This Faculty Early Career Development Program (CAREER) grant will develop a novel game-theoretic framework addressing the emerging challenge of joint intent inference during physical human/machine interaction. Physical human-machine interaction has become ubiquitous in collaborative manufacturing, robot-aided rehabilitation, and robotic surgery. However, most existing robots lack high-level intelligence to reason about, adapt to, and potentially shape human actions within the context of collaborative tasks. This interdisciplinary project merges game theory, optimal control methods, and ideas gleaned from cognitive hierarchy theory to address the joint inference problem within the exemplar application of a powered knee exoskeleton used for gait rehabilitation. This project will promote the progress of science and advance the national health by developing a novel control framework that will enable an embodied machine intelligence to understand noisy human motor actions, thereby facilitating human learning of motor tasks. In doing so, this project will improve user experience and the productivity of future human-robot teams. The impact of this project will be broadened by developing new curriculum on human-robot interaction, through joint workshops with healthcare partners, and by offering summer internships for Science, Technology, Engineering, and Math (STEM) teachers.
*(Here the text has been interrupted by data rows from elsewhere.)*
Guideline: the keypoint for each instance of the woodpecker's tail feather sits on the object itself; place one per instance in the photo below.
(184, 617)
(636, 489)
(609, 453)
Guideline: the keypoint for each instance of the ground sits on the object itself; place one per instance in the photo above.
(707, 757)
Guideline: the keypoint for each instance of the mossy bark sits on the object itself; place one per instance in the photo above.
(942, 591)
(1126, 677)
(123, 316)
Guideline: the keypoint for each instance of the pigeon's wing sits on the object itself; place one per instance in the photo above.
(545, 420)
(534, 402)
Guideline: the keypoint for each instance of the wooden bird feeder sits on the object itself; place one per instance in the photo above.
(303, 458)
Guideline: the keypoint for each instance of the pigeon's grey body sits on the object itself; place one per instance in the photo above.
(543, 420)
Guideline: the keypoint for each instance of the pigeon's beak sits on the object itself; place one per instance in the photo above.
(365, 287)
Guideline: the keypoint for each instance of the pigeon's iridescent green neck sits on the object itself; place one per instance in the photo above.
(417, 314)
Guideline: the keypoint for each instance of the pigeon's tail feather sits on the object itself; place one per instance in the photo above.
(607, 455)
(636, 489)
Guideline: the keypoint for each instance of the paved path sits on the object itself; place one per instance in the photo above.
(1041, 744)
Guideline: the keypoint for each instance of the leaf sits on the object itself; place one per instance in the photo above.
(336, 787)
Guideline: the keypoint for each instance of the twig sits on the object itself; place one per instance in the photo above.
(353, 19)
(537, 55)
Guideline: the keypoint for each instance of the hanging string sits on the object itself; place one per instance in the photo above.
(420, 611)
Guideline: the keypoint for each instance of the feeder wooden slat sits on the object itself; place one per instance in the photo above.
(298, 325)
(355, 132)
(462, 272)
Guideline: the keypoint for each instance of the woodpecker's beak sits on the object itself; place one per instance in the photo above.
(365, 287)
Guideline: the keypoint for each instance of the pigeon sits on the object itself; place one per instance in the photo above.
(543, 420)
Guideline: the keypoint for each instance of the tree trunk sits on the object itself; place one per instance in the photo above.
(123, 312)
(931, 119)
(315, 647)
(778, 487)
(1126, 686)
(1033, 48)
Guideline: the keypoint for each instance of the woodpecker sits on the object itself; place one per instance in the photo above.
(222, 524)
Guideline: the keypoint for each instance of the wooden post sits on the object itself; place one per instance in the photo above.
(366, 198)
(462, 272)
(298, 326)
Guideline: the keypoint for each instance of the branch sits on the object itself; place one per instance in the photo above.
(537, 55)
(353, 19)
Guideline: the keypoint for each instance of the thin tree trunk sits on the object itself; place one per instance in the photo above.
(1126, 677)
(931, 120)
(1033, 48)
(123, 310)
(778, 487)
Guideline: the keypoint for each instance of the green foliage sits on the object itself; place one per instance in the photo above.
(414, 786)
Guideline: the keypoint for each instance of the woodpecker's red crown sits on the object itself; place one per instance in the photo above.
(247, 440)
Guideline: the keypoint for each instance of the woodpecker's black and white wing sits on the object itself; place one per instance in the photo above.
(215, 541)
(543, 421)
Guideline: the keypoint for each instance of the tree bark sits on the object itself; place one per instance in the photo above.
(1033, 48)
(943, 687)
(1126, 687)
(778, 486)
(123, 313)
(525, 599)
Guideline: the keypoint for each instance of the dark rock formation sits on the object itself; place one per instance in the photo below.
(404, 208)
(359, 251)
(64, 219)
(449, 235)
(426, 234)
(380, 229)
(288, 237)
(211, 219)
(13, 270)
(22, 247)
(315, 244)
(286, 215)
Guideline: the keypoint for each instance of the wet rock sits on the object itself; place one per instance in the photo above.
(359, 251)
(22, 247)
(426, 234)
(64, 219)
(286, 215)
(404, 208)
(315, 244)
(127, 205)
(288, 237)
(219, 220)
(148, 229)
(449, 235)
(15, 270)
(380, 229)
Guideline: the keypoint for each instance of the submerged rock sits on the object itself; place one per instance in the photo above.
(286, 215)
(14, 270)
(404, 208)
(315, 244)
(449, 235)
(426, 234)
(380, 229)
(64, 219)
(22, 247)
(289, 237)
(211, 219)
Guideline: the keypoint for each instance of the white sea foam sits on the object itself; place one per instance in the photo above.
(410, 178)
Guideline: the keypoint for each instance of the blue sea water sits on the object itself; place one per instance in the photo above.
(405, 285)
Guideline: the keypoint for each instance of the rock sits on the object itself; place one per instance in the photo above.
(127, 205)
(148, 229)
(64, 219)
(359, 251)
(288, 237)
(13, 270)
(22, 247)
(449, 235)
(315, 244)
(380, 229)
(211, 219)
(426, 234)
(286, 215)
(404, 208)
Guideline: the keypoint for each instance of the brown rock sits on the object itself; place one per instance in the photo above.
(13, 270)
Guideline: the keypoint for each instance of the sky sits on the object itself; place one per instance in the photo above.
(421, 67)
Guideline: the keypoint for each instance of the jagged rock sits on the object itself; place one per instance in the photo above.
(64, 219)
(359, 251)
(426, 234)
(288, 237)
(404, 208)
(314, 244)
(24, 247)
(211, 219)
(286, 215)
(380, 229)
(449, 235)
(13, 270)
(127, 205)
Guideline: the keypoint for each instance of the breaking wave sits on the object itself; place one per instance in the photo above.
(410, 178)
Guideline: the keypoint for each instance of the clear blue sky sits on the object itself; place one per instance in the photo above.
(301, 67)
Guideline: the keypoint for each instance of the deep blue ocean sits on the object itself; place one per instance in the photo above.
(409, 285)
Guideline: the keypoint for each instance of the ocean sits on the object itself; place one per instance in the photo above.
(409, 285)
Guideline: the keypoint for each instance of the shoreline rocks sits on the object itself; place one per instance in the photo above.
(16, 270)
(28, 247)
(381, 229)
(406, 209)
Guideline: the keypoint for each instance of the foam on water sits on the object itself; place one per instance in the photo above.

This project addresses significant challenges pertaining to joint intent inference during human-machine physical interaction. The application is that of a powered knee exoskeleton used for gait rehabilitation. The project pursues three specific research activities. The first creates a model of the human's cognitive state when interacting physically with a robot. The model explicitly considers human-machine interaction dynamics, mutual learning, and multi-level intent inference. The second formulates a motion planning and control problem, which will allow the robot both to signal its intents and to facilitate human motor learning based on the identified cognitive and biomechanical models of the human. The third will quantify human performance variability and use it to improve intent inference and signaling performance. Human subject experiments will provide the data needed to build the model of human cognitive state (including intent), to demonstrate improved human-robot team performance over existing robot controllers, and to help understand fundamental mechanisms contributing to effective physical human-robot interaction. A key innovation of this project is the creation of a task-agnostic framework that leverages models of human cognitive and motor dynamics such that an intelligent machine can dynamically adjust its behavior to simultaneously facilitate human learning and provide physical assistance when needed.
This award reflects NSF's statutory mission and has been deemed worthy of support through evaluation using the Foundation's intellectual merit and broader impacts review criteria.